Heilmittel (KG, MTT, Ergotherapie)

Es sind 10 €/Verordnung plus 10 %/Leistung bzw. tatsächlicher Kosten zu zahlen. Das heißt, bei Verordnungen für 3 oder 6 mal Krankengymnastik ist es teurer als vor 2004, bei der Verordnung von 20, 30 oder 50 Behandlungen – außerhalb des „Regelfalls„ – ist die Zuzahlung jetzt niedriger. (Anmerkung: Die heiß diskutierte „Unterbrechung„ von 6 oder 12 Wochen ist bei Verordnungen ausserhalb des Regelfalls („V.a.d.R.„) nicht vorgesehen. Diese werden auch nicht auf das Arztbudget angerechnet. Das sollte jeder Arzt wissen!)

Fahrtkosten

Nach den „Krankentransport-Richtlinien“ übernehmen die Kassen die Kosten nicht nur für Personen, die einen Schwerbehindertenausweis mit den Merkzeichen „aG„, „Bl„ oder „H„ haben oder in der Pflegeversicherung in die Pflegestufe II oder III eingestuft sind, sondern auch für Menschen, die „mit einem durch die Grunderkrankung vorgegebenen Therapieschema behandelt werden, das eine hohe Behandlungsfrequenz über einen längeren Zeitraum aufweist“. Dazu zählen z. B. (aber nicht nur) Bestrahlungen Chemobehandlungen oder Dialyse, wenn die Behandlung mindestens einmal wöchentlich erfolgen soll (das ist neu ab 2009 – BSG-Urteil, früher mindestens zweimal pro Woche). Auch hier werden Zuzahlungen fällig und zwar 10 % pro Fahrt, mindestens 5 €, maximal 10 €. Ausnahme: Fährt man mit dem privaten PKW, gibt es Kilometergeld und es werden keine Zuzahlungen abgesetzt.

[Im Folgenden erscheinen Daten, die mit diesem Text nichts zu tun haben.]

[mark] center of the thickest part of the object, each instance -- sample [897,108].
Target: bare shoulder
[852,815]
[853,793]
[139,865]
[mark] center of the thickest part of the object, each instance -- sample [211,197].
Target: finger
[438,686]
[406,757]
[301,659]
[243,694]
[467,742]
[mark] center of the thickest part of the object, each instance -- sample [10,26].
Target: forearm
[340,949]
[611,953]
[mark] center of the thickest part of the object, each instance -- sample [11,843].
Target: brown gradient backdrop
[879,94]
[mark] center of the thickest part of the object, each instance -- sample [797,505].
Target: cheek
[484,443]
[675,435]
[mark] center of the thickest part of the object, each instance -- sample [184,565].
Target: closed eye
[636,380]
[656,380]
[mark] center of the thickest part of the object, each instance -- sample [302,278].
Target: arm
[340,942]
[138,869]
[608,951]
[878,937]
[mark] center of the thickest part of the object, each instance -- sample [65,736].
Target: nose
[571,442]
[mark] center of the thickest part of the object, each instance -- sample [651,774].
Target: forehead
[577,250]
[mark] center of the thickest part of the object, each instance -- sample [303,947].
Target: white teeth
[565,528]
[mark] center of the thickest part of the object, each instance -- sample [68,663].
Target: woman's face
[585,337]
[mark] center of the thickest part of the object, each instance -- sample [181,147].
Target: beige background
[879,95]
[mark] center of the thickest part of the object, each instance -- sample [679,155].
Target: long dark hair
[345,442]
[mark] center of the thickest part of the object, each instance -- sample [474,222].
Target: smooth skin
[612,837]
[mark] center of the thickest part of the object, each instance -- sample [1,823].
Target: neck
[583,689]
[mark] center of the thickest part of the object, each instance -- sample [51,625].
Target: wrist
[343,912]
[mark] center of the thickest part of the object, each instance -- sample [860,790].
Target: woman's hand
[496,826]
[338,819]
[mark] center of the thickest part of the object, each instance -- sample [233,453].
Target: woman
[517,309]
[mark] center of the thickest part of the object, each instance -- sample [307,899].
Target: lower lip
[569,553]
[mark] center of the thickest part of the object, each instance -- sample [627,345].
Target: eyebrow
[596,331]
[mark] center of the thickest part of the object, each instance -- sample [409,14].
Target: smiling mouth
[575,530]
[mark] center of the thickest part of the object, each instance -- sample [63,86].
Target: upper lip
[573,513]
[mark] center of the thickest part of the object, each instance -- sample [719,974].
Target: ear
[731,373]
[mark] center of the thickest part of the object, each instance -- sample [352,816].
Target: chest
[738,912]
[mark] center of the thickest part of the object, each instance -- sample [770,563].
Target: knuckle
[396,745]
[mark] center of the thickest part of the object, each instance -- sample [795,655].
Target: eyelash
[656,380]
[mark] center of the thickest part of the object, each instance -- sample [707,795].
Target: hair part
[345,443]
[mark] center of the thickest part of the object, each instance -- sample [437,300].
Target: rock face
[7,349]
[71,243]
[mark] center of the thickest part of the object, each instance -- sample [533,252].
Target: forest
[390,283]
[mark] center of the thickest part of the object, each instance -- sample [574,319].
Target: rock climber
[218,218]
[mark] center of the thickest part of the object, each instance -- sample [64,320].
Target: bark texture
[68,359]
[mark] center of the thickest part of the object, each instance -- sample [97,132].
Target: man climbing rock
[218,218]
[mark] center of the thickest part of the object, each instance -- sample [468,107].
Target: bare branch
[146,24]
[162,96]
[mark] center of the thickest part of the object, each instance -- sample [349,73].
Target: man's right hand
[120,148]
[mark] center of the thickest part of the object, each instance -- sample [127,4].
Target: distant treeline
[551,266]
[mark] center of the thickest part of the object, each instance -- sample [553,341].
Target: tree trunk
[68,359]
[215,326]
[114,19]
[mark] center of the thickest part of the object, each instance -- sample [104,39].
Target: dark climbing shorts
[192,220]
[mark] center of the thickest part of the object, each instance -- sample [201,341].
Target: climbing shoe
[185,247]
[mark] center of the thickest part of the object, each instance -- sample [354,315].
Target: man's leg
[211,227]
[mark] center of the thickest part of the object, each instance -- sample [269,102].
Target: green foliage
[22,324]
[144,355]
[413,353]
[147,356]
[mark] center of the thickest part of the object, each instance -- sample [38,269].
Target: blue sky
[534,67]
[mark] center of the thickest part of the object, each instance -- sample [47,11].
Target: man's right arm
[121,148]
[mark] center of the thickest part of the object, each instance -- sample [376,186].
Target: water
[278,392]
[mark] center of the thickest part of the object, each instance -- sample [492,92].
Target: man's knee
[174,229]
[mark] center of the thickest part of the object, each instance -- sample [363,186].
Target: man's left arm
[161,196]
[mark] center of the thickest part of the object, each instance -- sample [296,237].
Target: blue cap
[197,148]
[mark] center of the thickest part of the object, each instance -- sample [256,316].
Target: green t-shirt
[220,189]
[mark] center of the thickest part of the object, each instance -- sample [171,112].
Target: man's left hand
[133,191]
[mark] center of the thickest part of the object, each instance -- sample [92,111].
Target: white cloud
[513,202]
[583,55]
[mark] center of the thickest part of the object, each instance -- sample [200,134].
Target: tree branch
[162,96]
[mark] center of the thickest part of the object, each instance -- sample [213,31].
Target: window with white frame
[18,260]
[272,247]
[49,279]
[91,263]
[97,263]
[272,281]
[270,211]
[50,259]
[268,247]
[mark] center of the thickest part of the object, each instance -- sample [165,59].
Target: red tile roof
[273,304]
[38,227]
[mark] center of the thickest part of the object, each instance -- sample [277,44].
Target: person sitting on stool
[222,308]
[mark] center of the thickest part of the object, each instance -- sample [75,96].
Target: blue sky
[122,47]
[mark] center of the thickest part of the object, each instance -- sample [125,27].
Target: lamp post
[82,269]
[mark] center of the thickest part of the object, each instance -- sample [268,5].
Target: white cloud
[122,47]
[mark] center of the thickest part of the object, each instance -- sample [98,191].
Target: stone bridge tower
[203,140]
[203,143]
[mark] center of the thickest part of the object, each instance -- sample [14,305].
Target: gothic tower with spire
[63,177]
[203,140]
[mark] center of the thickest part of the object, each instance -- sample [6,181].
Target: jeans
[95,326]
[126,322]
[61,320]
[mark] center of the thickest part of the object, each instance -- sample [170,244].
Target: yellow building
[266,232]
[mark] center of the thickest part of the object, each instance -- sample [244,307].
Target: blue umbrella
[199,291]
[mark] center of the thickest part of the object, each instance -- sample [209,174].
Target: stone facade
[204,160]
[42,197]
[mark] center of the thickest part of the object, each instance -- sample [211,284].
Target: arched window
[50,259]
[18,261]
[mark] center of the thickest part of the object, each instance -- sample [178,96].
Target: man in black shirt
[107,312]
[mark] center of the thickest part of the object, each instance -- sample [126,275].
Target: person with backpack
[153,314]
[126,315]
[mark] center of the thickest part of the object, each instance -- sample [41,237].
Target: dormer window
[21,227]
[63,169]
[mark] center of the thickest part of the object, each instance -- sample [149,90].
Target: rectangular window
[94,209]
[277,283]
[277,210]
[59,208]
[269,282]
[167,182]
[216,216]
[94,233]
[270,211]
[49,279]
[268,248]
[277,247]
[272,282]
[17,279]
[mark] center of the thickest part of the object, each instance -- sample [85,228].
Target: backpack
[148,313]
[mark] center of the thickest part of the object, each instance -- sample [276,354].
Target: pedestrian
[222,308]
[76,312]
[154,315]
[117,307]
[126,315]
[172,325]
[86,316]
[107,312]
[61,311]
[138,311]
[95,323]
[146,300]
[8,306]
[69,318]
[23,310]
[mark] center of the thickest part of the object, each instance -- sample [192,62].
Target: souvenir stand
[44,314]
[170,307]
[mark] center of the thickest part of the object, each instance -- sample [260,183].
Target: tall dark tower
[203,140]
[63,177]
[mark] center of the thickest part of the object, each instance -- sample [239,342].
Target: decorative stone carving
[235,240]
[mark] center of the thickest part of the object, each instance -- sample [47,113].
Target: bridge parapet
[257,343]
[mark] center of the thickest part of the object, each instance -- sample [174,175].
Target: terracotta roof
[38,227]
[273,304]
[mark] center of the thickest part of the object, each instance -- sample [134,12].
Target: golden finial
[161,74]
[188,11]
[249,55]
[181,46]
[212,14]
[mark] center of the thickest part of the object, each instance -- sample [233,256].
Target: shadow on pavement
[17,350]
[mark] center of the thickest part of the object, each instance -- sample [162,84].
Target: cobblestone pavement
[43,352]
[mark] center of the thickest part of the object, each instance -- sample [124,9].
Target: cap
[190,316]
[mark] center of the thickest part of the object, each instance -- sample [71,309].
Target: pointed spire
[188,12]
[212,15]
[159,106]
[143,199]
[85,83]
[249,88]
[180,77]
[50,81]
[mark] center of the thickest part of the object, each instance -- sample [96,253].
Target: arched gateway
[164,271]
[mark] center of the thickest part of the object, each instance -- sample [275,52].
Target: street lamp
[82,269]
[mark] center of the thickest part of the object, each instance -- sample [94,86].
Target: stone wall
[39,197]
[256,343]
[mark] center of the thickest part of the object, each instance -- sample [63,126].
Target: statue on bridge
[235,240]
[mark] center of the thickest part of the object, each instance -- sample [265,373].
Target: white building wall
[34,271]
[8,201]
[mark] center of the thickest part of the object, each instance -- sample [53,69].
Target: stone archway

Krankenhausbehandlung, AHB, Kuren

Bei einer vollstationären Krankenhausbehandlung sind 10 € je Kalendertag für maximal 28 Tage im Kalenderjahr zu entrichten. Das gleiche gilt für eine Anschlussheilbehandlung unter Einbeziehung vorheriger Krankenhaus¬aufenthalte Anders sieht es bei stationären Vorsorge- und Rehabilitationskuren aus (gilt auch für Mütter-und-Kind-Kuren). Bei ihnen sind zeitlich unbegrenzt pro Tag 10 € Zuzahlung fällig. Bei ambulanten Kuren fallen als Zuzahlung 10 % der Kosten für Heilmittel sowie 10 € je Verordnung an, wie auch sonst bei Heilmitteln.

Zuhause

Für Häusliche Krankenpflege sind 10 % der Kosten zu übernehmen, begrenzt auf 28Tage je Kalenderjahr, außerdem zusätzlich 10 € je Verordnung. Für eine Haushaltshilfe beträgt die Zuzahlung zeitlich unbegrenzt 10 % der täglichen Gesamtkosten, mindestens 5 € und höchstens 10 € pro Kalendertag,

Praxisgebühr

Auch die Praxisgebühr von 10 €/Quartal zählt zu den anrechenbaren Zuzahlungen und ist bei einer Befreiung nicht mehr zu zahlen.

Kinder bis zum vollendeten 18. Lebensjahr

Sie sind von allen Zuzahlungen befreit, damit auch von den Praxisgebühren. Einzige Ausnahme: Zu den Fahrkosten muß auch bei ihnen eine Zuzahlung geleistet werden.

Was man nicht anrechnen kann

Der Eigenanteil bei einer zahnärztlichen Versorgung läßt sich ebenso wenig geltend machen wie (bis auf ganz seltene Ausnahmen) die Kosten für Brillen, Kontaktlinsen und die Pflegemittel dazu.

Die „wirtschaftliche Aufzahlung“

…ist der Betrag, den man aus eigenem Portemonnaie zahlen muss, weil man nicht das Arzneimittel oder das Hilfsmittel haben möchte, das die Krankenkasse in voller Höhe übernehmen würde, weil man glaubt, dass die teurere Alternative den Zweck besser erfüllt oder (z. B. ein Rollstuhl) besser aussieht. Ob er/sie bereit ist, dafür Geld auszugeben, muss jeder selbst entscheiden. Allerdings sollte man sich dann nicht abwimmeln lassen, wenn die Kasse die Zahlung ganz verweigert. Den anteiligen Betrag, den das von der Kasse vorgeschlagene Hilfsmittel oder Medikament gekostet hätte, muss diese auch übernehmen. Manchmal kommt es auch zu einer wirtschaftlichen Aufzahlung, weil ein Sanitätshaus oder eine Apotheke anders kalkuliert als andere Anbieter. Dann sollte man überlegen, ob dieser Lieferant so wichtig oder soviel zuverlässiger ist als andere, dass einem der Aufpreis das wert ist oder ob man zur Konkurrenz wechselt.